Wir dürfen stattdessen eine nachhaltige Charakterisierung der Hauptfigur erleben, als sie sich wehrt und dem Zahnarzt mit dem Bohrer in den Finger bohrt. McDonagh, der früher für die Bühne geschrieben hat, zeigt sein Verständnis für Dramaturgie und macht dem Hitchcock-Zitat: „I like to play the audience like a piano“, alle Ehre. Der Film weiß, an welchen Stellen das Publikum lacht, und wo ihm das Lachen im Hals stecken bleibt, an welchen Stellen sich die Zuschauer die Finger zusammenkneifen und wann ihnen Schlimmes schwant, wenn sie sehen, wie die Figuren destruktiven Lebensstrukturen ausgesetzt sind. Sein Suspense nutzt der Film gerne am Schnittpunkt zwischen Spannung und Komik.

Natürlich taucht bald die Polizei bei ihr auf. Diese besteht aus Chief Willoughby und Dixon, den wichtigsten Nebenfiguren. Der erste ist ein gewissenhafter Chief, um dessen Erklärungen, wieso die Fahndung nach dem Vergewaltiger ihrer Tochter erfolglos geblieben war, Mildred sich einen feuchten Dreck schert.
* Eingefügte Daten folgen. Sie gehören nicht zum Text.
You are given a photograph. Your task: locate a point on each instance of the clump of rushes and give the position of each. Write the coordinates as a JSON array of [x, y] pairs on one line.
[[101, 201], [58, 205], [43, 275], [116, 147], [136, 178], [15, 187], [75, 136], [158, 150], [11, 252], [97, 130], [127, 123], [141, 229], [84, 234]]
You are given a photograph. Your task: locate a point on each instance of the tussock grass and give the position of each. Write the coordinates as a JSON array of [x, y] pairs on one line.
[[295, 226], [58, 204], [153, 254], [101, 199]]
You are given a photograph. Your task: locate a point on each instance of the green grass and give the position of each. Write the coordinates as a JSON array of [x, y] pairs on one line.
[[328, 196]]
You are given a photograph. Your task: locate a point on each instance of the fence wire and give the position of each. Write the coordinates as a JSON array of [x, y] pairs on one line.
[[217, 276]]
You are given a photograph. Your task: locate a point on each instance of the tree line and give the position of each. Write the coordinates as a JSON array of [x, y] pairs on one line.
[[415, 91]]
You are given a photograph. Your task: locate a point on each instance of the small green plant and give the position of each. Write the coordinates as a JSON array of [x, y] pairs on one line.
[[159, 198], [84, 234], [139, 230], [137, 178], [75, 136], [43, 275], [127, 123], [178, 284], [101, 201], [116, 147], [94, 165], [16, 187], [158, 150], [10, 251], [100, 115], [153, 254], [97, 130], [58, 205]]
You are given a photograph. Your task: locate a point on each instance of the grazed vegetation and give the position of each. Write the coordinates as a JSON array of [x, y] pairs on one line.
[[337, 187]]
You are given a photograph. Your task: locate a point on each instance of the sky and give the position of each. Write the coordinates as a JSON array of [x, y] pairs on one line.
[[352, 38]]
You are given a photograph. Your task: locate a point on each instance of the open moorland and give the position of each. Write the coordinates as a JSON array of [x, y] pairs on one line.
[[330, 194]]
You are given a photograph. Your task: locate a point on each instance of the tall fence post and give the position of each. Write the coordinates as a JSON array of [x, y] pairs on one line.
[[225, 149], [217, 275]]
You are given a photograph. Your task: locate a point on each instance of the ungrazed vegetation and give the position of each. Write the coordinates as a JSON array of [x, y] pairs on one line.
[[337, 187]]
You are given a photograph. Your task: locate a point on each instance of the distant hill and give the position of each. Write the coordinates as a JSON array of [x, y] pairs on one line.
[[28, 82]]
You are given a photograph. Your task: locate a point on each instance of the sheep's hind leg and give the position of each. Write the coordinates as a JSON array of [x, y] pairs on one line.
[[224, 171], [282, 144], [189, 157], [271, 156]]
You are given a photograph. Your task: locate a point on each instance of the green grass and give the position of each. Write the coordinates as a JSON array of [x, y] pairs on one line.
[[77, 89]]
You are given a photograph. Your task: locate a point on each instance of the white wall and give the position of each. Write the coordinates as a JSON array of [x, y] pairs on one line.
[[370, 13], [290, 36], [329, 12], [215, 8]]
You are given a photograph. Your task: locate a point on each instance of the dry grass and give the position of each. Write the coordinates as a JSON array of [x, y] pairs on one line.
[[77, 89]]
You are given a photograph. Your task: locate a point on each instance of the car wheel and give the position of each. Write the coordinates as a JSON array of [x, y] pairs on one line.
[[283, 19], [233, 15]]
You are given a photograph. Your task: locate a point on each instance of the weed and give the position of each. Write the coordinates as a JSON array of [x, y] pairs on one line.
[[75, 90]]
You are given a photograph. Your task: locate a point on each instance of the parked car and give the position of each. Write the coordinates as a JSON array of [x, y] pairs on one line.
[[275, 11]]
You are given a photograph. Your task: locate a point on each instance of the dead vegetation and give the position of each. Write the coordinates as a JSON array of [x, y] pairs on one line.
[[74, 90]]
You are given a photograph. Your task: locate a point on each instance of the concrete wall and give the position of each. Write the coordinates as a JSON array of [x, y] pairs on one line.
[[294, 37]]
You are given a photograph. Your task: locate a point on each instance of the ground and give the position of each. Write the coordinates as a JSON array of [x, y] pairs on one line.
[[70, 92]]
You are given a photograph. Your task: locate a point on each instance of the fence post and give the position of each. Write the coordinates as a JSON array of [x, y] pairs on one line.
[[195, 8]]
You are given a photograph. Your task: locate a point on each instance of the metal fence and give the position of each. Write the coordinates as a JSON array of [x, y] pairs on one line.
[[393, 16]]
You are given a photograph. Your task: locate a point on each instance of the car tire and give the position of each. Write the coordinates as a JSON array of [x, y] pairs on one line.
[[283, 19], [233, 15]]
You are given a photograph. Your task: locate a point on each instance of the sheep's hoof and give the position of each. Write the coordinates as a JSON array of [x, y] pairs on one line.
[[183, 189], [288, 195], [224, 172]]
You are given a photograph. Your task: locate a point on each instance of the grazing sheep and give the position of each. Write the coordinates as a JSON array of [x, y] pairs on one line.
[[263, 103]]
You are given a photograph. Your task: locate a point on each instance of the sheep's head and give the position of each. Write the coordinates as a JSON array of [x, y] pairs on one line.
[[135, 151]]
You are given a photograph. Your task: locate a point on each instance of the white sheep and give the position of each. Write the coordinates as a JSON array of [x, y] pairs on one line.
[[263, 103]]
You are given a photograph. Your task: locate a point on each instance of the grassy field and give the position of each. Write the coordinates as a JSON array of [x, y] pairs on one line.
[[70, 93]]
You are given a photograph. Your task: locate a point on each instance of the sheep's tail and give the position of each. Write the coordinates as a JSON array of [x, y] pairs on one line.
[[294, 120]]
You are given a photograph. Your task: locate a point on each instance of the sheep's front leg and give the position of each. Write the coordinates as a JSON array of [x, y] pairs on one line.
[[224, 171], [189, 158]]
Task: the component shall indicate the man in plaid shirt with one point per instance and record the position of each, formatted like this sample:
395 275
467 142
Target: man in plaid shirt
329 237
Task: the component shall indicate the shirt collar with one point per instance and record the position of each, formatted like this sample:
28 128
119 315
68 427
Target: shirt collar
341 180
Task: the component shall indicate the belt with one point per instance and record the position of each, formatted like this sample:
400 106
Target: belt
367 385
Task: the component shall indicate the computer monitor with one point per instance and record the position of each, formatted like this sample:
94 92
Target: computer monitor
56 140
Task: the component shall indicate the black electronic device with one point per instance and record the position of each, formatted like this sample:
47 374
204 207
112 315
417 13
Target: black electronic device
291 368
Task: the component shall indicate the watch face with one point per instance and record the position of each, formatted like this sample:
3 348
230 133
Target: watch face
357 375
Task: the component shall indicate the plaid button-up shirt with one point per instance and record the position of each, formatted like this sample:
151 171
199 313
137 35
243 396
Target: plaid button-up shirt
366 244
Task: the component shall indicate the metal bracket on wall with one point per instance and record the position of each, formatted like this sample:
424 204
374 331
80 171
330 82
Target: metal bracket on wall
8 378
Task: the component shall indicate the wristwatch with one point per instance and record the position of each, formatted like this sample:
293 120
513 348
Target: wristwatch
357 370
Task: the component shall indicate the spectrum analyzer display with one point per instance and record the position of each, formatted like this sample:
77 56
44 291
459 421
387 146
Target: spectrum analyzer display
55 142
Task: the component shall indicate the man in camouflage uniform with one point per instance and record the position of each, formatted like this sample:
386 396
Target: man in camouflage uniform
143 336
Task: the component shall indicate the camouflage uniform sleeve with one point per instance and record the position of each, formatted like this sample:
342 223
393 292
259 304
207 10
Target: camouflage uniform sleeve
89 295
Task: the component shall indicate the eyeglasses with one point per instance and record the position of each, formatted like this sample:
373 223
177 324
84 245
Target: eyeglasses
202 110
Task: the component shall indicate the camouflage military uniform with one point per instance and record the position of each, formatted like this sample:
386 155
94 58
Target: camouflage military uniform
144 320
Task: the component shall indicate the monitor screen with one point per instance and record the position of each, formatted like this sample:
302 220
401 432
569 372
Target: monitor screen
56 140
Dass er an Krebs leidet, steht außerhalb des Haupthandlungsstrangs des Films; genau deshalb kann der Film beides später so passend verweben. Zu Dixon wurde oben schon genug gesagt.
Willoughby erklärt ihr, der Zahnarzt, Geoffrey, würde Anzeige erstatten wollen. Jetzt reiht der Film die Szene konsistent in seine Thematik ein: Mildred behauptet, er sei bloß mit der Hand ausgerutscht und habe sich selbst verletzt. Sie wissen beide, ob Mildred die Wahrheit sagt, oder lügt. Daraus ergibt sich eine Aussage-gegen-Aussage-Situation, von der Mildred eine Parallele zu etwaigen Vergewaltigungsfällen zieht und zynisch ergänzt, diesmal sei es ausnahmsweise nicht die Frau, die verliert.
Eine Strafe wird Mildred für ihre Aktion nicht bekommen; der Zahnarzt für seine versuchte Körperverletzung genauso wenig. Dies ist für den Film so offensichtlich, dass es gar nicht weiter thematisiert werden muss.

Das ist bitterböse, wie auch, dass der Film seinen Figuren eine Katharsis verwehrt.